San Mamés se cierra sobre sí mismo en una tarde de primavera que ya es de balance. El Athletic Club, 12.º en La Liga con 45 puntos y una diferencia de goles total de -13 (41 a favor y 54 en contra), ha firmado un 1-1 ante un Celta Vigo que llega a la penúltima jornada instalado en la zona noble: 6.º con 51 puntos y un balance global de +4 (52 a favor y 48 en contra). Following this result, el guion del partido encaja con el ADN de ambos: un Athletic vulnerable pero competitivo, y un Celta pragmático, sólido lejos de casa.
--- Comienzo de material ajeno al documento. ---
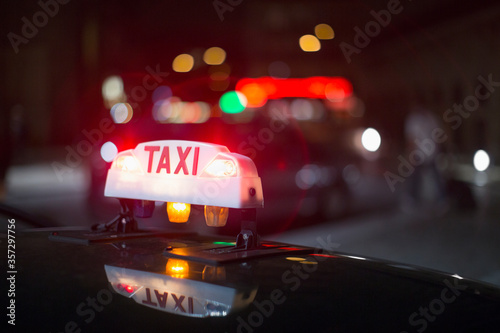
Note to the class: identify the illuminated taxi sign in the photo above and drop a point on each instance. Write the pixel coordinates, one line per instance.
(186, 172)
(177, 295)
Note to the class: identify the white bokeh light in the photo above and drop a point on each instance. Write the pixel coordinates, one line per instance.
(481, 160)
(371, 139)
(109, 151)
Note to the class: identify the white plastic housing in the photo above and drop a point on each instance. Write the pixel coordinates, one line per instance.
(176, 171)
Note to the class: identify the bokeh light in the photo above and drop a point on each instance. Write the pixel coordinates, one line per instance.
(108, 151)
(324, 31)
(214, 56)
(255, 95)
(113, 91)
(481, 160)
(233, 102)
(309, 43)
(183, 63)
(121, 113)
(371, 139)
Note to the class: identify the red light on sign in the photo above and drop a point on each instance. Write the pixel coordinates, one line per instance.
(259, 90)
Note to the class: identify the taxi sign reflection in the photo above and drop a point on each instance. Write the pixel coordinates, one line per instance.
(176, 295)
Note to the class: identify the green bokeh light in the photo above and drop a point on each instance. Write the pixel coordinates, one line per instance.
(233, 102)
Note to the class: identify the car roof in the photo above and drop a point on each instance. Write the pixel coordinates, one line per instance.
(62, 285)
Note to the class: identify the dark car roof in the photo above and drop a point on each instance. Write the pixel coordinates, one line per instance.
(62, 286)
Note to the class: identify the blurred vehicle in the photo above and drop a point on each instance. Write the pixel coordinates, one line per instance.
(305, 136)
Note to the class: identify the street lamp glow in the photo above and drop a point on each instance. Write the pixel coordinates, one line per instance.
(481, 160)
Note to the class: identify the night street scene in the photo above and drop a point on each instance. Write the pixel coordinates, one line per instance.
(250, 166)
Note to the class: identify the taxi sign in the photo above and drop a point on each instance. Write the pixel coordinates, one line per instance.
(185, 172)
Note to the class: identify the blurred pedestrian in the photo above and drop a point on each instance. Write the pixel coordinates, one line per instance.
(426, 187)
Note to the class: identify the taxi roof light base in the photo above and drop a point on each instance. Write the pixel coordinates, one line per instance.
(123, 223)
(248, 238)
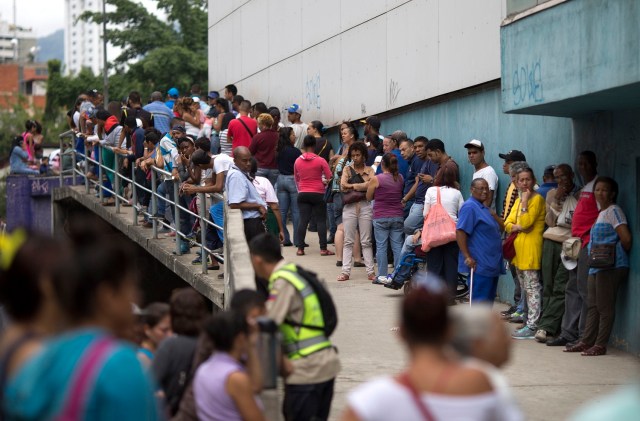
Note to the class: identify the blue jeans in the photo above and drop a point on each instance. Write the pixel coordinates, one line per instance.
(288, 198)
(269, 174)
(388, 229)
(415, 219)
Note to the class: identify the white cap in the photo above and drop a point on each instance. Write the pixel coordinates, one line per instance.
(569, 264)
(474, 143)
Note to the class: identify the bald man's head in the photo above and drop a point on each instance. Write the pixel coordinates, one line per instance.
(242, 158)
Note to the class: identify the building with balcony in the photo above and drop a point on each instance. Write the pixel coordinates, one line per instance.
(82, 40)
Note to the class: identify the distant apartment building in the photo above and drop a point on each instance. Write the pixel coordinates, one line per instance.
(16, 43)
(82, 40)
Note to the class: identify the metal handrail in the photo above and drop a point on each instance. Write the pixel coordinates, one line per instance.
(118, 178)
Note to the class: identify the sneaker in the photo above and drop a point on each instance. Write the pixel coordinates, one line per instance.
(524, 333)
(541, 335)
(516, 317)
(381, 280)
(509, 312)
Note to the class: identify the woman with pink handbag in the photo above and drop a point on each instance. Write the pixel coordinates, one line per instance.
(441, 206)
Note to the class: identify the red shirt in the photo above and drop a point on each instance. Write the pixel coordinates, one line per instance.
(239, 135)
(308, 170)
(263, 148)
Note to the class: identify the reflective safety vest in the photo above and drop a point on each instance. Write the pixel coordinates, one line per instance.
(300, 341)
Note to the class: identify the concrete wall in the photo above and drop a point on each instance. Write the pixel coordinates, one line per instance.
(615, 137)
(343, 59)
(577, 57)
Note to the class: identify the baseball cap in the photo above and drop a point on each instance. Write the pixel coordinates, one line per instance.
(294, 108)
(474, 143)
(513, 155)
(173, 93)
(373, 121)
(548, 170)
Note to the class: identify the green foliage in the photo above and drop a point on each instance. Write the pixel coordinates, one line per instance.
(157, 54)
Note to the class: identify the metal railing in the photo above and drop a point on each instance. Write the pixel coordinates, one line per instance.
(116, 191)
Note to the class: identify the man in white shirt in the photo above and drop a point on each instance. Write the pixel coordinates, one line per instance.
(475, 152)
(294, 113)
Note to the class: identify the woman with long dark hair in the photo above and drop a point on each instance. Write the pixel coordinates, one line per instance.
(356, 213)
(312, 173)
(19, 158)
(388, 217)
(287, 191)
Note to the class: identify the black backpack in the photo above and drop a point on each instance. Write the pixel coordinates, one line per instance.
(329, 313)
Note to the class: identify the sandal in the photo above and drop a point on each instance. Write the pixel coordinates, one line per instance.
(579, 347)
(594, 351)
(343, 277)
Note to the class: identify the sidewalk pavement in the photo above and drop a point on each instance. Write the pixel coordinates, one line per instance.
(548, 383)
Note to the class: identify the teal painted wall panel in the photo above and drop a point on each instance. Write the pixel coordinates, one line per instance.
(615, 138)
(573, 49)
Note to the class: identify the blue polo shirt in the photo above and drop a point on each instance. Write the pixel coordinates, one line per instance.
(415, 164)
(428, 167)
(483, 239)
(240, 189)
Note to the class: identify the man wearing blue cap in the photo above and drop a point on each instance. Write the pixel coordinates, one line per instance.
(294, 112)
(172, 95)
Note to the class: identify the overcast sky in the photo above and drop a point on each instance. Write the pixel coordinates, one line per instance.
(43, 16)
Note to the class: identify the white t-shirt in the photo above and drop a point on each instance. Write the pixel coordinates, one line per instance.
(300, 129)
(489, 174)
(222, 163)
(265, 189)
(450, 198)
(385, 399)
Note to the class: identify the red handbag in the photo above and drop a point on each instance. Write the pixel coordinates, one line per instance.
(508, 247)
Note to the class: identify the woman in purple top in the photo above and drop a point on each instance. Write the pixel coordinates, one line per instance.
(388, 215)
(222, 388)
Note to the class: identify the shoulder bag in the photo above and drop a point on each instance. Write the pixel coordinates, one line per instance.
(438, 227)
(353, 196)
(508, 245)
(602, 256)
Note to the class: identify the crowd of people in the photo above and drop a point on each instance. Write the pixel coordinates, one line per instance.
(378, 199)
(371, 197)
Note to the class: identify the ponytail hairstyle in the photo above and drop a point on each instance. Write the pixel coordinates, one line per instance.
(284, 138)
(390, 162)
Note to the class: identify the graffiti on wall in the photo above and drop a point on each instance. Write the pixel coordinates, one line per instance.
(312, 92)
(527, 84)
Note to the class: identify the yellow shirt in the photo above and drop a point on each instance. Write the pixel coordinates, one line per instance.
(528, 245)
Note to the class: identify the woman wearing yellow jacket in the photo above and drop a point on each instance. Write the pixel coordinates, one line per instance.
(527, 219)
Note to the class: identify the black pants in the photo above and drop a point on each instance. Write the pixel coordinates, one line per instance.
(307, 402)
(442, 263)
(308, 204)
(253, 227)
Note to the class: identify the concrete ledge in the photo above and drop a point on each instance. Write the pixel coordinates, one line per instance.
(238, 272)
(161, 249)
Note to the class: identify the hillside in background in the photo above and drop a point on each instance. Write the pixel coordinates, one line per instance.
(51, 46)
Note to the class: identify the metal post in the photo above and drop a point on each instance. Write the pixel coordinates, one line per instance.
(176, 214)
(134, 197)
(105, 72)
(60, 160)
(154, 202)
(203, 227)
(74, 161)
(116, 187)
(100, 174)
(87, 154)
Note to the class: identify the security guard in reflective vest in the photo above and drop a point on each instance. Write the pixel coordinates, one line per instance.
(292, 302)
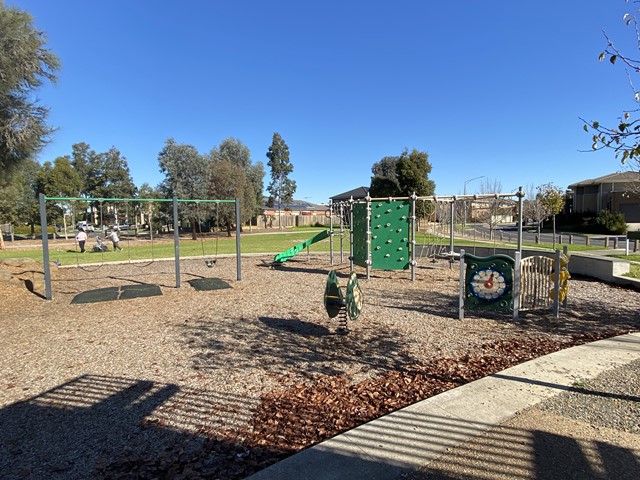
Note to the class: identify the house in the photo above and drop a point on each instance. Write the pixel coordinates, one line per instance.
(355, 194)
(617, 192)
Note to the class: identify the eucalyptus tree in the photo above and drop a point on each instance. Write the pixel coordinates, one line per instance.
(25, 65)
(403, 175)
(60, 179)
(235, 153)
(18, 196)
(490, 210)
(281, 188)
(552, 198)
(187, 175)
(384, 182)
(413, 169)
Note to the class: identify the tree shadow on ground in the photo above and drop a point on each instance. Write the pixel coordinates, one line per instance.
(105, 427)
(272, 345)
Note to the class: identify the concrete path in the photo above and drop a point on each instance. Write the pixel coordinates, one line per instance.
(398, 444)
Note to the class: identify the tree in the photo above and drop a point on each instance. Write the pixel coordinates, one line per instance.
(623, 138)
(18, 195)
(490, 209)
(402, 176)
(281, 188)
(60, 180)
(187, 176)
(25, 65)
(233, 152)
(384, 182)
(552, 199)
(227, 182)
(533, 207)
(413, 171)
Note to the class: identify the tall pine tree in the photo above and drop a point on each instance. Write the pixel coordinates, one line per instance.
(281, 188)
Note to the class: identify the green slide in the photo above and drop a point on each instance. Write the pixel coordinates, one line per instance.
(287, 254)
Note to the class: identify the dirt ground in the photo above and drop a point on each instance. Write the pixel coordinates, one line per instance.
(222, 383)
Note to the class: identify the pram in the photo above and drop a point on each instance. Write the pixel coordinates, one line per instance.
(100, 246)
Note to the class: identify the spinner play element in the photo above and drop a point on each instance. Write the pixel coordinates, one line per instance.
(488, 284)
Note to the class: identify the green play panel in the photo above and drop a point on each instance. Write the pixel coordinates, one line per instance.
(124, 292)
(206, 284)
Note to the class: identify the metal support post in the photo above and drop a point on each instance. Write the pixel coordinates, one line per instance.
(238, 259)
(520, 209)
(331, 232)
(517, 278)
(412, 240)
(368, 262)
(176, 240)
(462, 286)
(452, 210)
(45, 247)
(351, 236)
(556, 285)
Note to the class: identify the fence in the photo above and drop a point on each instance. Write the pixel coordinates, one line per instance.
(271, 221)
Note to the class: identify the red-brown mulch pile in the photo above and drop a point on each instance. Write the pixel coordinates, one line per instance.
(292, 419)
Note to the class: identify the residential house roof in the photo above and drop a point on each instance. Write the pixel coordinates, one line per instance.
(356, 194)
(620, 177)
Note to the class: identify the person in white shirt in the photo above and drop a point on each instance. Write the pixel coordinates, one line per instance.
(113, 236)
(81, 238)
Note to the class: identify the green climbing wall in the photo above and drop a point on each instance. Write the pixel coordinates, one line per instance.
(390, 229)
(359, 234)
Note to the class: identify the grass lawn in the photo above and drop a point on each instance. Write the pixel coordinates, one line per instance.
(273, 241)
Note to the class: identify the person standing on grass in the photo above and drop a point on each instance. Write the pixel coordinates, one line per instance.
(113, 236)
(81, 238)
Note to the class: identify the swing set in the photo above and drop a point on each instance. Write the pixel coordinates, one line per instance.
(210, 262)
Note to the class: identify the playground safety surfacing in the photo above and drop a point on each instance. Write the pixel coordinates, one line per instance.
(123, 292)
(207, 284)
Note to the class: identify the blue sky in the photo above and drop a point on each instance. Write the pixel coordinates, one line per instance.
(492, 88)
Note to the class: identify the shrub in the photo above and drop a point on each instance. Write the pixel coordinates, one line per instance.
(608, 222)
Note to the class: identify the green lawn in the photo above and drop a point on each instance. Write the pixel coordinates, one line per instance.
(272, 241)
(206, 246)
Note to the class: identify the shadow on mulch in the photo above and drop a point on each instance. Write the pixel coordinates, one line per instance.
(106, 427)
(208, 284)
(123, 292)
(313, 349)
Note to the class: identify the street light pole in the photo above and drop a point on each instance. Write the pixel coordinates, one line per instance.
(464, 204)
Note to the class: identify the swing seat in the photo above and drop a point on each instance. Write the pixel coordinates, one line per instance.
(448, 256)
(334, 299)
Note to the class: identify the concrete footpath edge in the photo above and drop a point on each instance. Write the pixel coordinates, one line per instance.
(407, 439)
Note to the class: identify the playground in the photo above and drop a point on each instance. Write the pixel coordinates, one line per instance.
(220, 383)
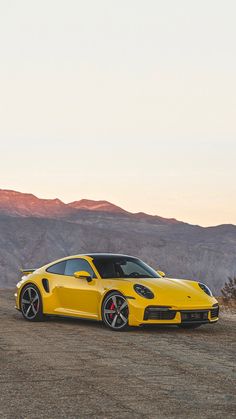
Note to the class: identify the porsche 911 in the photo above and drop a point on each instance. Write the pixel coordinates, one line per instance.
(118, 290)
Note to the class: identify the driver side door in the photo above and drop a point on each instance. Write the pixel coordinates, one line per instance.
(77, 296)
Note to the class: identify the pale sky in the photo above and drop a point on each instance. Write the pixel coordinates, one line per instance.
(131, 101)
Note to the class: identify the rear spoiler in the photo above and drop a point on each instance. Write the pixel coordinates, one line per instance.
(27, 271)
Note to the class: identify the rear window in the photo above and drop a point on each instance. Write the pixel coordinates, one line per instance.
(57, 268)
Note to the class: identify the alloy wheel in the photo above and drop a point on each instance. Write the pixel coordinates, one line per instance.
(30, 303)
(116, 312)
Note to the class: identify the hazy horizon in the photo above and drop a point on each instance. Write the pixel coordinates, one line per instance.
(131, 102)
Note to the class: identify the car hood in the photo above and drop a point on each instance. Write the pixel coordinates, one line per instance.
(169, 291)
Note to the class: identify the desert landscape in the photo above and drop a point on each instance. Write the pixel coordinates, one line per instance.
(36, 231)
(79, 369)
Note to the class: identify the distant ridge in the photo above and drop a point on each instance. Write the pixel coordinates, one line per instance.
(91, 205)
(28, 205)
(35, 231)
El contexto clasificatorio pesaba. El Athletic afrontaba su 19.º partido en San Mamés, donde hasta hoy acumulaba 9 victorias, 3 empates y 7 derrotas, con 22 goles a favor y 21 en contra. Un equipo que en casa marca de media 1.2 goles y encaja 1.1, acostumbrado a partidos cerrados, decidía insistir en su libreto: 4-2-3-1, posesión estructurada y amplitud por bandas. Enfrente, un Celta que ha hecho de sus viajes una fortaleza silenciosa: 8 triunfos, 7 empates y solo 4 derrotas fuera, con 24 goles a favor y 20 en contra; un promedio de 1.3 goles marcados y 1.1 encajados lejos de Balaídos que explica por qué su candidatura europea es algo más que un sueño.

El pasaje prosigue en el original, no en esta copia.